A Girl in Wartime

Home > Other > A Girl in Wartime > Page 9
A Girl in Wartime Page 9

by Maggie Ford


  ‘You’re quiet tonight, love.’ Her mother’s voice startled her.

  ‘Just thinking, Mum.’

  ‘What?’

  ‘Oh, nothing much.’

  ‘Private?’ Her mother laughed, but Connie didn’t rise to the challenge.

  ‘I might pop across to Cissie’s,’ she said, quickly changing the subject. ‘Ask if she’d like to go to the pictures tomorrow night.’

  Why had he done that, kissed her on the cheek like that? It wasn’t the sort of thing a girl expects from her boss. In that brief peck she had felt the warmth of those lips against her skin, making her whole body tingle.

  For him it might not have meant anything at all – a brief display of appreciation of her work, carrying him away for a second. He had probably considered it just a mere gesture. And he had not long been widowed, and was probably still grieving his loss.

  But for her it had gone deeper than a mere gesture. She was in love with him. But what would such a man want with a girl like her?

  Hurriedly she brushed the silly thoughts from her mind and, hanging the teacloth back on its hook by the door, went from the kitchen to comb her hair, put on a coat, and went back to say a final goodbye to her mother before she went to knock on Cissie’s door.

  Albert had already gone out, leaving while they were washing up, poking his head around the kitchen door saying apologetically that he was off to surprise his Edie.

  ‘Don’t mind, do you, Mum – you and Dad, I’m only just home, and—’

  ‘Course we don’t mind,’ she’d said. ‘You go and surprise her, love.’

  His going had apparently given Ronnie food for thought. Ron had got up, stubbed his cigarette out in an ashtray and announced he might look some girl up whom he used to know, rather than going to the pub.

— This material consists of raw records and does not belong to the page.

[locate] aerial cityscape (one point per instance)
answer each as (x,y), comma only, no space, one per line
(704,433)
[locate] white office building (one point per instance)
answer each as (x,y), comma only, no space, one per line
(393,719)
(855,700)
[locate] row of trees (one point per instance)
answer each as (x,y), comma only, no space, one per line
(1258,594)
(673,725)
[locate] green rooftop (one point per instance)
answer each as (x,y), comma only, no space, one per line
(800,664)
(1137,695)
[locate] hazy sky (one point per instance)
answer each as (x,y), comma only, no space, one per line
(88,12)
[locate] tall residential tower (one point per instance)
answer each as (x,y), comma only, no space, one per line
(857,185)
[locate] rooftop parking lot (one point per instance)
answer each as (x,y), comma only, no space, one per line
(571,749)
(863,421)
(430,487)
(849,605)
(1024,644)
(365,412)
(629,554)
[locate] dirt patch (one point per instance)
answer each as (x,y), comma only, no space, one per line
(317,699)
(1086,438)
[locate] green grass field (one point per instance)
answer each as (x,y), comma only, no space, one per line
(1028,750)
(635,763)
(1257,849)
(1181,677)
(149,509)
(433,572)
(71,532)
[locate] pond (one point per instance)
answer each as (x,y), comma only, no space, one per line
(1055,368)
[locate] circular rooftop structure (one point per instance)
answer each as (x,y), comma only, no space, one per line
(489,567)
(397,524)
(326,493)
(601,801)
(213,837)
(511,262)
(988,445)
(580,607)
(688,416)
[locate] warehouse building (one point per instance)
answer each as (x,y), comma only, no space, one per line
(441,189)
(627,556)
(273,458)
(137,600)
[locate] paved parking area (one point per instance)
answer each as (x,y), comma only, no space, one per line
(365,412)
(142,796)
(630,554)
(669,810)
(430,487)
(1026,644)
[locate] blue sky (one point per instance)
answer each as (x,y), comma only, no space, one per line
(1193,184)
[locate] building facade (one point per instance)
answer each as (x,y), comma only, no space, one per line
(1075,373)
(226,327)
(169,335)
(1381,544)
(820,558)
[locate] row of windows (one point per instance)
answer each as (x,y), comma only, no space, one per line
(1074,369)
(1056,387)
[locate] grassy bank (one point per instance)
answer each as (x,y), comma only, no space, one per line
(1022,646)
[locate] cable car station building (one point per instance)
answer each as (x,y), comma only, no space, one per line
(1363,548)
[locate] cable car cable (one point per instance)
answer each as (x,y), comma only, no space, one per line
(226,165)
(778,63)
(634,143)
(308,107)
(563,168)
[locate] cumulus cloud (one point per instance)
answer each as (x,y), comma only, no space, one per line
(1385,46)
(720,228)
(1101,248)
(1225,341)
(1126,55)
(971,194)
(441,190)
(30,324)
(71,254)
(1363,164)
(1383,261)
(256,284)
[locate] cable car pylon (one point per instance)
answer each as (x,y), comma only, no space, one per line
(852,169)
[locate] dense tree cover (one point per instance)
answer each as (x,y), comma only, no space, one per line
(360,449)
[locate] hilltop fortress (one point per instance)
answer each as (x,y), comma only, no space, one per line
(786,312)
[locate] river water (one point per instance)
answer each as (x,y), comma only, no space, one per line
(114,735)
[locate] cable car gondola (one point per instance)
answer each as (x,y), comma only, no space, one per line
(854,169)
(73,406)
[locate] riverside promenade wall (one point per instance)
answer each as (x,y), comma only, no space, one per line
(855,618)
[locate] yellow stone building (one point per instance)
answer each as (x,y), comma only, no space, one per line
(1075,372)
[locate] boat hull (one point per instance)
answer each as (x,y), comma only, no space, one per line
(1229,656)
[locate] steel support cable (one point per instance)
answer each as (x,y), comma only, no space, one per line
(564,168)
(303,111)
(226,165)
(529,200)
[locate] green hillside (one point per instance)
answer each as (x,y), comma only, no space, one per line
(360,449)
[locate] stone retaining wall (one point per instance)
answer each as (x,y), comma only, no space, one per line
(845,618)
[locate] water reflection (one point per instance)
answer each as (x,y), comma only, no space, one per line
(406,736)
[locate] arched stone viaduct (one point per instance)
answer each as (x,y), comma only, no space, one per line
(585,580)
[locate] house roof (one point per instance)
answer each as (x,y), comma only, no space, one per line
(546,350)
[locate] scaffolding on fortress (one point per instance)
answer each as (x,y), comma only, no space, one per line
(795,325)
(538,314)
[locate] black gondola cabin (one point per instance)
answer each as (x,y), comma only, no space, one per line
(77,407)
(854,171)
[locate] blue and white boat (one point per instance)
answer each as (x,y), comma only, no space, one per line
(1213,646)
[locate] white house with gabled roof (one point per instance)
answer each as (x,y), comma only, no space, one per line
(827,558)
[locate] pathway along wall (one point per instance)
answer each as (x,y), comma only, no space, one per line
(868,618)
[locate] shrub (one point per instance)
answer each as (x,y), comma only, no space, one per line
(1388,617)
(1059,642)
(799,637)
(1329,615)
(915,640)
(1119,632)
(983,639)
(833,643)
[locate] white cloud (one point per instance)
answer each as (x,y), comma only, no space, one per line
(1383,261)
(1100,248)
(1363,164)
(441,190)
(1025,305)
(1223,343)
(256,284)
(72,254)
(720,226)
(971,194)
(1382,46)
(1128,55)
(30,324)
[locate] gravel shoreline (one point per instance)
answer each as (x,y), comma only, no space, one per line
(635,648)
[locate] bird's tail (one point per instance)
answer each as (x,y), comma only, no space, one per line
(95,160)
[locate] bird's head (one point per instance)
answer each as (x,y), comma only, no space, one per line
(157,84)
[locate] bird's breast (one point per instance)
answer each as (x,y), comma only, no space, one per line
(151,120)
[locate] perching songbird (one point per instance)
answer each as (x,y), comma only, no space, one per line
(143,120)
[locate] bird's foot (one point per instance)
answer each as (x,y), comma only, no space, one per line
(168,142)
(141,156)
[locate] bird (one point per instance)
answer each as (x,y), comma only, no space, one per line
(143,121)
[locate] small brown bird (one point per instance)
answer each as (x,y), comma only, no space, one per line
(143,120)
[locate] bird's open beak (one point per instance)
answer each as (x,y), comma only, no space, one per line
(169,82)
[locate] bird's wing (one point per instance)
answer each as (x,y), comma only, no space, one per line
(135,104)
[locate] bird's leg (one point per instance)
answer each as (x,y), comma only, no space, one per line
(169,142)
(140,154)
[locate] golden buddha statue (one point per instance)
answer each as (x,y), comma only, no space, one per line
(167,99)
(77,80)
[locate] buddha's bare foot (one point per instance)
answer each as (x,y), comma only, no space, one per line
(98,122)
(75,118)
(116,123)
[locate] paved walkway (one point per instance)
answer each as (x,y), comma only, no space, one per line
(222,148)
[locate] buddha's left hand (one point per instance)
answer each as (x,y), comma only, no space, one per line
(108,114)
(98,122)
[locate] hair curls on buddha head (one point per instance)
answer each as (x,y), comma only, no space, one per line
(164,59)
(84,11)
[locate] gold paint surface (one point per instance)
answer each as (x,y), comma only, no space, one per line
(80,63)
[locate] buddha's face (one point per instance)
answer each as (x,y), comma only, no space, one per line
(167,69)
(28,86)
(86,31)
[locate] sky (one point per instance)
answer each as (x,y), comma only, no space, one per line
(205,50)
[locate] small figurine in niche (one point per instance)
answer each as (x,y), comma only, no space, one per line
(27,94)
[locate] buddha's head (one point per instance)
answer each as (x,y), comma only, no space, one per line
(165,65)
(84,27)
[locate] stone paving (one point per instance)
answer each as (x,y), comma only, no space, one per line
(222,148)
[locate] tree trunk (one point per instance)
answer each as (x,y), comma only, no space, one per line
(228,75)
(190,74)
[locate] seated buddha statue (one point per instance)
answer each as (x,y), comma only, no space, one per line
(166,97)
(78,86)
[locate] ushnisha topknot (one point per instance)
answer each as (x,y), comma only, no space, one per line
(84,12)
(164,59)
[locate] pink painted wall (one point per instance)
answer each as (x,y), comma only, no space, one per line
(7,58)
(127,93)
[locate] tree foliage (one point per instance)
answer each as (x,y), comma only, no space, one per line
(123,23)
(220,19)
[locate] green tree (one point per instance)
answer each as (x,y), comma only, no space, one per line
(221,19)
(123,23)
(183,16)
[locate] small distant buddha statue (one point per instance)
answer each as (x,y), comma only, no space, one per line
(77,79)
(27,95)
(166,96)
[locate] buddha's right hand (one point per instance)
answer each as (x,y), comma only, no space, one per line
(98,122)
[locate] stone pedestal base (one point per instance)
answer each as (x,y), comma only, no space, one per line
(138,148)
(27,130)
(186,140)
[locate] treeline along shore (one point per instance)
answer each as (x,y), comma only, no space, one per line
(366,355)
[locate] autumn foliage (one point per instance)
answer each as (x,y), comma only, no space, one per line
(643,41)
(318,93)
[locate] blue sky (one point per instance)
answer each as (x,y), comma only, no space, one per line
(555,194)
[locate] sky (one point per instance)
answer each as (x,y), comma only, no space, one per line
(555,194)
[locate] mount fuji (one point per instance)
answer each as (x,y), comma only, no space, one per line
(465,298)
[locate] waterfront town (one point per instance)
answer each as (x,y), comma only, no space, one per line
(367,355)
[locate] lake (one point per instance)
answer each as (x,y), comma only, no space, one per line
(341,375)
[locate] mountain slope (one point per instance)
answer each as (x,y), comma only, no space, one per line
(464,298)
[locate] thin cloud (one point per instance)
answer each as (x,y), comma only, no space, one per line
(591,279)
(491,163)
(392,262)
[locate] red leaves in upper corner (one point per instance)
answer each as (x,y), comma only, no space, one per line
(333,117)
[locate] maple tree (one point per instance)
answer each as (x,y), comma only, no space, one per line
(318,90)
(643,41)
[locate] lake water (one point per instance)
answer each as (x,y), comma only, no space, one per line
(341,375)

  As Connie came into the room, she heard her dad say, ‘And don’t ’ave no truck with them seein’ you’re in civvies and coming funny. Tell ’em if they want to see your uniform it’s bloody runnin’ alive wiv bloody lice from the front line. Tell ’em they can put that in their bloody pipe and smoke it!’

  ‘I will, Dad, don’t you worry,’ Ron laughed as he let himself out. The very second he’d gone, Mum picked up the ashtray to empty it, her nose wrinkling. The aroma of pipe smoke was far different, smoother, comforting even, much nicer than what the boys smoked. Connie couldn’t help but smile.

  Chapter Twelve

  Edie’s father answered the knock on his street door, amazed on seeing Albert standing there. ‘Good God! Albert! Come in, son! Come in!’ Raising his voice, he yelled over his shoulder: ‘Edie, someone for you!’ As they stood in the narrow passage, he asked, ‘How come you’re home, son?’

  ‘Four days’ leave,’ Albert began, but there was no time to say more as Edie appeared in the passage.

  Pulling up in shock at seeing him, she galvanised herself into action, almost throwing herself at him, the two clinging to each other, her father retreating, her mother’s voice heard calling from the kitchen, ‘Who is it, Edie?’

  But the two had no interest in any other than themselves, lips locked in a long, hungry kiss.

  ‘I had no idea you were coming home, darling,’ Edie gasped as finally they broke away, breathless. ‘I thought you were still over there.’

  ‘Got leave,’ he said, grinning. ‘Four days – got to be back on Monday, got to leave here Sunday night to be back on time. You didn’t get my letter?’

  ‘No.’

  ‘Soon as I was told I was being given leave, I wrote you one to tell you. Didn’t want to give you a shock when I turned up.’

  ‘It’s a lovely shock, darling, it really is, the best shock ever.’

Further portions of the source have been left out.